We immediately spun up a research process using the iterative techniques we described in our December Quarterly. From a 127-word prompt asking for implications on the games industry, our AI system iteratively chose what to explore: value chain analysis, five-year scenarios with falsifiable signposts, unit economics ($/minute cost models), IP and licensing questions, and a winners/losers matrix across engines, platforms, and publishers. Over 50 iterations it built out each section, cited sources, and stress-tested its own conclusions.
We viewed the selloff as overdone. While Genie 3 is impressive, it generates simple explorable environments, not the complex systems, narratives, and polished experiences that AAA studios like CD Projekt deliver. The gap between “playable world” and “commercial game” remains vast. Established developers with strong IP and live-service expertise remain well-positioned. Read the Genie 3 report here.

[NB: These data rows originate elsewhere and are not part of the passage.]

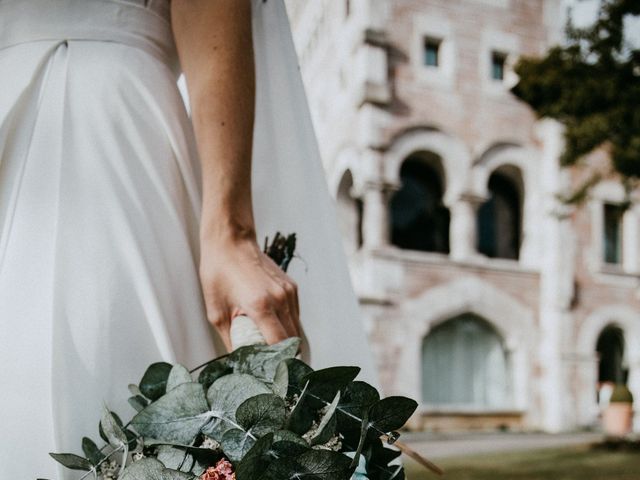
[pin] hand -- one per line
(239, 279)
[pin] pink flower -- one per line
(222, 471)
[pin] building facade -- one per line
(485, 295)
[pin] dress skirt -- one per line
(99, 211)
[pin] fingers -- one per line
(222, 323)
(270, 325)
(287, 299)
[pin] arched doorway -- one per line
(612, 369)
(465, 365)
(419, 218)
(500, 217)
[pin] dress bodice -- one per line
(139, 23)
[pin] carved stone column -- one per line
(375, 220)
(463, 228)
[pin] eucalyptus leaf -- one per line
(134, 389)
(354, 404)
(302, 416)
(326, 383)
(175, 458)
(316, 464)
(152, 469)
(280, 444)
(390, 414)
(112, 430)
(378, 457)
(261, 361)
(236, 443)
(91, 451)
(213, 371)
(327, 427)
(138, 403)
(154, 382)
(177, 417)
(256, 460)
(225, 396)
(262, 414)
(71, 461)
(178, 375)
(288, 379)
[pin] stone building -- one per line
(485, 296)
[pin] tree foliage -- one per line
(592, 86)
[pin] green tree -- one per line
(592, 86)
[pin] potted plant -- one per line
(618, 415)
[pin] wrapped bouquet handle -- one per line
(244, 332)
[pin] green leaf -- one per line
(154, 382)
(71, 461)
(214, 371)
(177, 417)
(280, 444)
(302, 416)
(138, 403)
(327, 427)
(112, 430)
(256, 460)
(134, 389)
(91, 451)
(258, 416)
(316, 464)
(326, 383)
(152, 469)
(262, 414)
(178, 376)
(236, 443)
(175, 459)
(354, 404)
(261, 361)
(378, 458)
(225, 396)
(289, 377)
(390, 414)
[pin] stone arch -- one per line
(512, 320)
(628, 320)
(512, 160)
(520, 165)
(621, 316)
(453, 154)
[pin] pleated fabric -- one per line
(99, 210)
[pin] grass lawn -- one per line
(576, 463)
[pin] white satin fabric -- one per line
(99, 210)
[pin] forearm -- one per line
(220, 75)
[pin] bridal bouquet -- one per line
(258, 413)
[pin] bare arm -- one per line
(214, 41)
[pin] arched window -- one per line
(610, 348)
(419, 218)
(349, 214)
(464, 364)
(499, 218)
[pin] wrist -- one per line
(230, 230)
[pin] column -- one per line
(375, 219)
(463, 228)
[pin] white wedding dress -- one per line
(99, 208)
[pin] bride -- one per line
(128, 229)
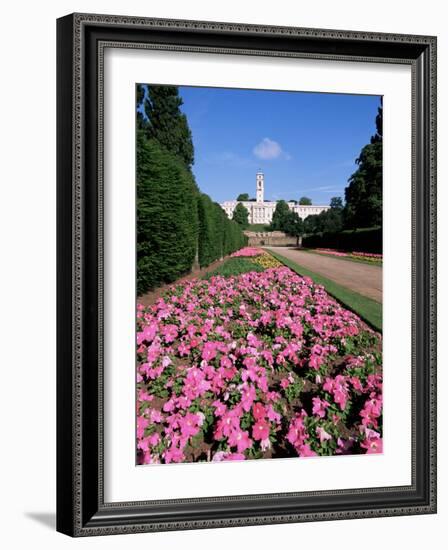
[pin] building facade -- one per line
(261, 211)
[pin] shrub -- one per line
(167, 221)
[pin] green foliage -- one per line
(259, 227)
(280, 216)
(327, 221)
(241, 215)
(305, 201)
(233, 237)
(211, 231)
(243, 197)
(166, 123)
(286, 220)
(233, 267)
(364, 194)
(175, 223)
(167, 221)
(361, 240)
(367, 309)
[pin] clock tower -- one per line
(260, 186)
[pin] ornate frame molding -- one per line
(81, 42)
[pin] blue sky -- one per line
(305, 143)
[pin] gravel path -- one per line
(362, 278)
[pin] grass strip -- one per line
(369, 310)
(343, 258)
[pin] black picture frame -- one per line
(81, 510)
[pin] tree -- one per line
(311, 224)
(167, 220)
(305, 201)
(293, 224)
(364, 193)
(241, 215)
(336, 202)
(165, 123)
(243, 197)
(280, 216)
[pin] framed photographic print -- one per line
(246, 274)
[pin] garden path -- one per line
(361, 278)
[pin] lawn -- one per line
(367, 309)
(344, 258)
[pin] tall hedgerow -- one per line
(167, 219)
(176, 224)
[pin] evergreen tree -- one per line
(243, 197)
(241, 215)
(293, 224)
(364, 194)
(280, 216)
(311, 224)
(167, 223)
(166, 123)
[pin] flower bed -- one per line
(247, 252)
(260, 365)
(266, 261)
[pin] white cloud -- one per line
(269, 149)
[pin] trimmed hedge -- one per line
(167, 218)
(359, 240)
(176, 224)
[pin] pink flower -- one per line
(322, 434)
(240, 439)
(320, 406)
(258, 411)
(209, 351)
(248, 396)
(260, 430)
(189, 424)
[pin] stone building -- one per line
(261, 211)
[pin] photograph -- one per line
(259, 274)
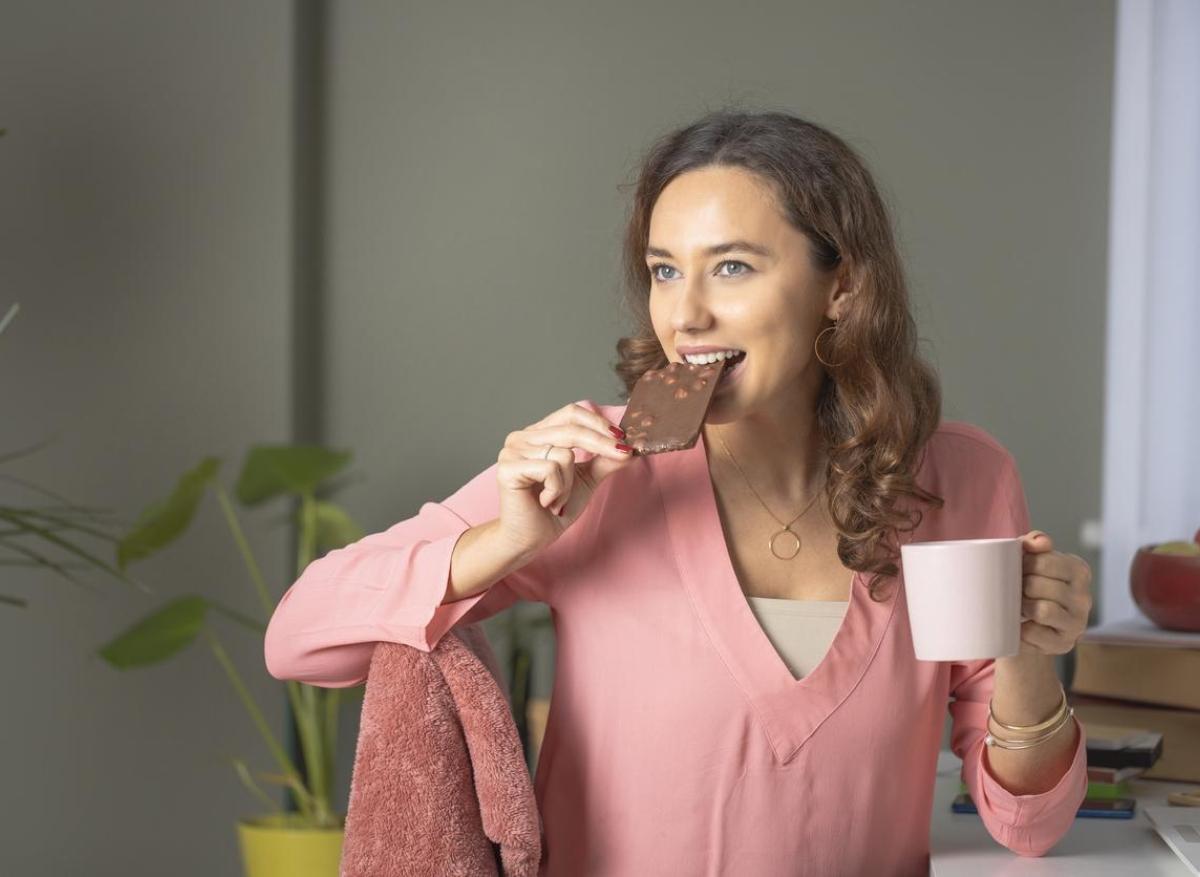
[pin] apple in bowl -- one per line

This is not polished, definitive research – it’s a demo of how we can mobilise AI-assisted analysis when the frontier moves. Some sections remain undeveloped because we stopped at a certain iteration point. You can always go further, redirect it, or prune sections. But we had a structured, multi-scenario analysis within hours of the announcement.
Iteration and Adaptation
As “Aristotle” supposedly said: “It is the mark of an educated mind to be able to entertain a thought without accepting it.” We operate the same way – open to changing our minds, but only once the research earns it.